ADR-004: Apache Arrow Flight for Data Transport
Date: 2024-01-10
Status: Accepted
Context
Neuroscience data transfers between SynDB and analytical clients can reach hundreds of megabytes per query result. Serializing this data as HTTP JSON incurs significant overhead: text encoding inflates payload size, row-oriented JSON requires full deserialization, and there is no native streaming support for back-pressure.
Data science clients in Python, R, and Julia already use Apache Arrow as their in-memory columnar format (via pandas, polars, and similar libraries). A transport layer that speaks Arrow natively would eliminate serialization costs.
Decision
Use Apache Arrow Flight (gRPC-based columnar data transport) via the tonic
gRPC framework and arrow-flight crate. The Flight service runs on port 50051
alongside the Axum HTTP API on port 8080, both in the same binary process.
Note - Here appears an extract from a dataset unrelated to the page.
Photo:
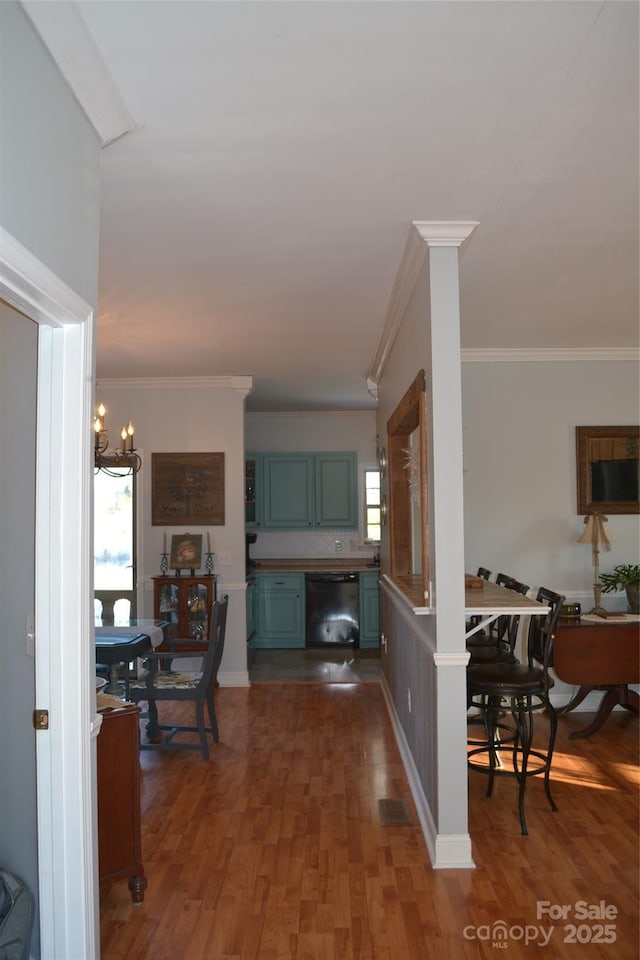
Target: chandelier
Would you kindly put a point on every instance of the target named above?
(120, 461)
- Query results are materialized as Arrow RecordBatches and streamed to clients
via
do_get. - Dataset ingestion uses
do_putfor streaming uploads. - Flight tickets encode query parameters as serialized descriptors.
Consequences
Positive:
- Zero-copy data transfer: clients receive Arrow RecordBatches directly usable by pyarrow, polars, DataFusion, and similar tools without deserialization.
- gRPC bidirectional streaming provides natural back-pressure and supports arbitrarily large result sets without buffering everything in memory.
- Columnar format enables predicate pushdown and projection pruning at the transport level.
Negative:
- gRPC adds complexity compared to plain HTTP: clients need a Flight-aware library rather than a simple HTTP client.
- Binary protocol is harder to debug than JSON; requires tooling like
grpcurlor custom Flight clients for inspection. - Running two server protocols in one binary increases shutdown coordination complexity (see ADR-005).